The HMTCS continued: “Courts can therefore consider the riots as an aggravating factor in any offence, making stealing from looted shops more serious than conventional shoplifting”.
Last week David Cameron told the recalled House of Commons that anyone involved in violent disorder should expect to go to prison. The Ministry of Justice denied that it had asked the HMCTS to issue their advice.
The Judicial Communications Office, which issues statements on behalf of judges, also dismissed suggestions it had been involved. “The senior judiciary has given no directive in relation to sentencing for offences committed during the recent widespread public disorder,” it said.

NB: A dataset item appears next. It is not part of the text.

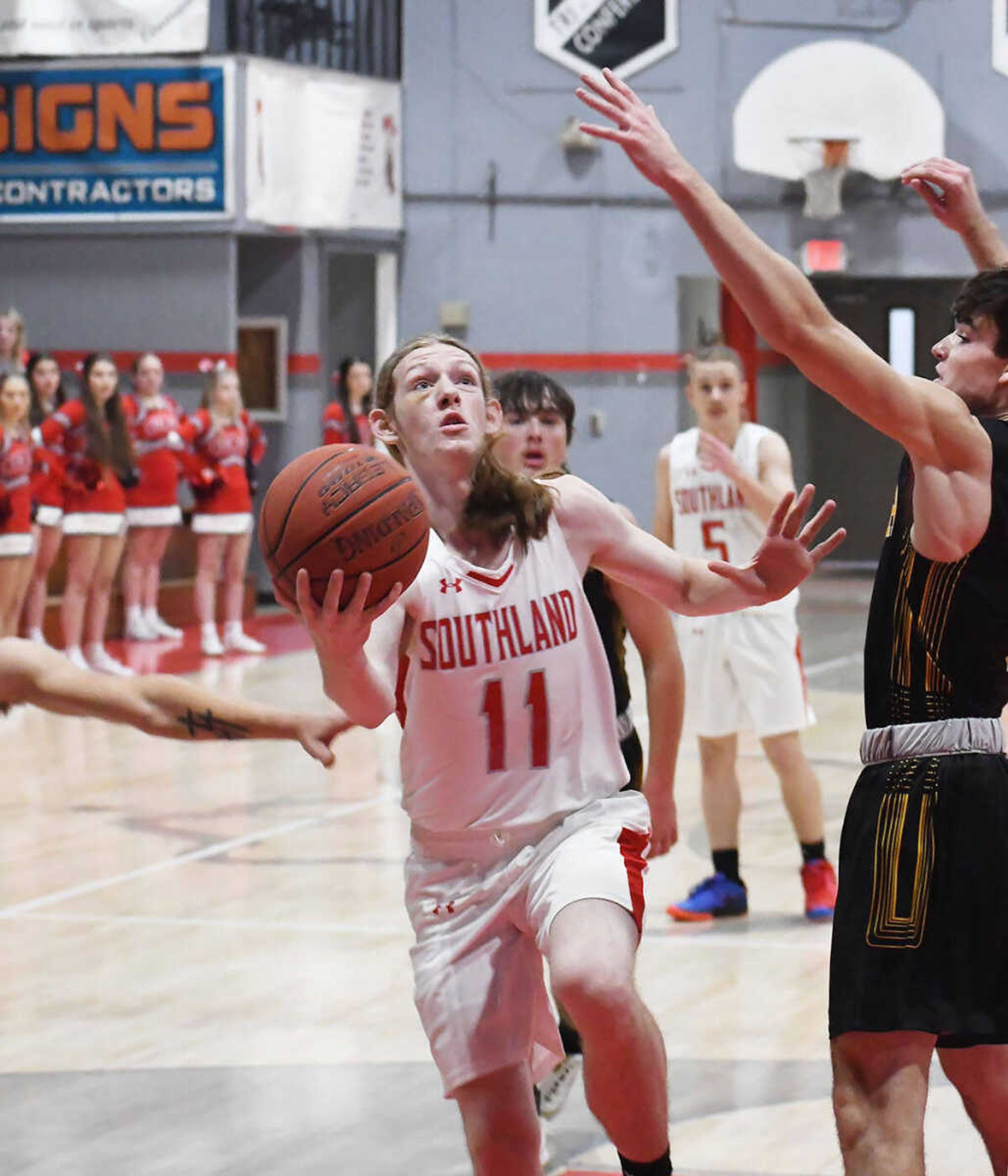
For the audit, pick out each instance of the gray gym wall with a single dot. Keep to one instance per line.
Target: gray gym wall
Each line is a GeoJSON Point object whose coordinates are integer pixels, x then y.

Magistrates can only sentence offenders to up to six months in prison for a single offence. The chairman of the Magistrates’ Association, John Thornhill, has been pressing the government to raise the maximum sentencing power of magistrates to 12 months. “Many of these cases would have been dealt with more expeditiously and cheaper if we had the 12-month sentencing powers,” Thornhill said. “They would not have needed to be sent to the crown courts.”
In its advice on identifying youths, the CPS said: “We have issued guidance to prosecutors that states they should ask the court to lift the anonymity of a youth defendant when they believe it is required in the public interest that the youth be identified. Legislation permits the court to do so after conviction. These representations will be made on a case-by-case basis.”
Among those appearing before City of Westminster magistrates court on Monday was Wilson Unses Garcia, 42, of Walworth, south London. He was jailed for six months for receiving stolen property: two tennis racquets worth £340 looted from a sports shop in south London. When police searched his property they found the racquets still in wrapping and with price labels on them.
Garcia said he had had the racquets for some time. Police said he later told them: “I knew it was not right the minute they put them into my hand.”
His solicitor told the court that Garcia, who pleaded guilty, had not participated in looting, did not agree with the rioting and had accepted the racquets from a man he knew only from his first name as payment of a £20 debt.
Alicia Wilkinson, 22, was discovered with a vast amount of stolen guitars, televisions and hair braiding equipment when police raided her home in Outram Road, Croydon, at the weekend.